As she ran, she heard little squeaking sounds at her feet. Rats? She held on to Shanghai’s hand tightly, fearing they’d find worse at the end of the tunnel.
The tunnel grew even narrower. She felt trapped and so totally claustrophobic that she wanted to scream endlessly.
Would more of Tavio’s men be waiting for them? Or would Chito lay in wait to kill them?
Miraculously when they emerged, they found themselves alone in a crumbling cardboard shack in the midst of many others that served as makeshift homes for the homeless. A plastic chair with only three legs lay toppled on its side. A child’s dusty red crocheted cap dangled from a nail. Chito was gone.
She was gulping in fresh air when she looked at her hands and saw that they were covered with blood.
Suppressing a scream, she held up her hands so Shanghai could see.
“Chito’s hit, I think. That’s probably why he cleared out,” Shanghai whispered, his breathing as hoarse as hers.
Dogs barked as Mia and Shanghai crouched in the shack gasping to catch their breath. Chickens cackled outside. People were talking in the dirt street.
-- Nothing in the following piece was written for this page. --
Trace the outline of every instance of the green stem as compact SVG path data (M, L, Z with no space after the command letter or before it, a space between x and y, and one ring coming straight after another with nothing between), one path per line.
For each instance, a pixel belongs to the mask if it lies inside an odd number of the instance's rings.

Cautioning her to stay down, Shanghai held a finger up to his lips. Before she could protest his leaving her, he was on the other side of the tarp that served as the door. When she heard shouts and he didn’t come back, she began to shake uncontrollably.
Suddenly the shack’s walls seemed to close in as the tunnel’s had. It was all she could do not to run out of the shack calling for him.